In the two years since he’d left Portland after his failed attempt at marriage, he’d been transformed by his experience of war and flying. He’d left Oregon an overemotive boy on the threshold of manhood, still clinging to romantic notions of heroism and derring-do. He returned a man defined by combat, his uniform carrying all the trappings of his own hero’s journey. The Distinguished Service Cross, the Silver Star, the DFC awarded many times over, the Air Medal with many oak leaf clusters—the salad bar of medal ribbons on his left breast stretched down, row after row. Though he couldn’t care less about medals, they symbolized the man he’d become: a warrior leader who knew his place was at the tip of the spear, where he had shot down thirteen Japanese planes, proving he was among America’s fighter pilot elite.

He came home with all the gravitas and strength of a leader revered by his men, confident in his abilities, proud of his achievements.

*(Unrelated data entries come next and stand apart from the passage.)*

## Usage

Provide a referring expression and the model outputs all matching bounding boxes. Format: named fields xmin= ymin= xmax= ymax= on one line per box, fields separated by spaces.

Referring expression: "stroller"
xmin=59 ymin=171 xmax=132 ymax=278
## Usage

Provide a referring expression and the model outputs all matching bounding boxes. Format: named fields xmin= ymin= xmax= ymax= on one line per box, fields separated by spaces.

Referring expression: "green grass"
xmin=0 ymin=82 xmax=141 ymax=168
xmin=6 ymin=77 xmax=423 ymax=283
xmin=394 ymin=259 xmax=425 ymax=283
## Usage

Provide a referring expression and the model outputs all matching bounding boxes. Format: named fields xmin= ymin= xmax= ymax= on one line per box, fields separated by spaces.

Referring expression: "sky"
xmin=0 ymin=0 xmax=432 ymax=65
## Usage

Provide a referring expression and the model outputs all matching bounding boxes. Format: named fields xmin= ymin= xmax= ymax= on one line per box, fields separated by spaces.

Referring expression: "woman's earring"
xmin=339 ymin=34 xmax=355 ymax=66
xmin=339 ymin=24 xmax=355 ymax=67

His feud with Mrs. Hall—those days of feeling impotent to her will and meddling? They were over. He made Barbara his June bride. Mrs. Hall never stood a chance.

After the wedding, he and Barbara packed up his old Plymouth and set off for Fort Riley in Kansas to attend Command and General Staff College, the Army’s training facility for officers destined for a shoulder board of stars. There was no doubt what this meant. General Kenney was grooming him for great things to come.

He finished the accelerated course there later in the summer, just in time for the Johnsons to return to Oregon and honeymoon in the rugged Steens Mountains. For two weeks, they lived in a primitive cabin, bathing in the local streams, fishing for their dinner, and hiking the hillsides together. Gerald wore a ridiculously garish red hat when they went fishing, which provoked Barbara to howl with laughter.

Most importantly, five years after that illicit moonlight kiss, they finally, joyously made love at every opportunity.

In that glorious summer of 1944, while the men and women in uniform carried the flag forward on all fronts, Gerald lived the life he’d always wanted: a husband and a man whose life’s work would not include being chained to an office job and consigned to anonymity. Now, if he could only be a father before he returned to battle, his life goals would be complete.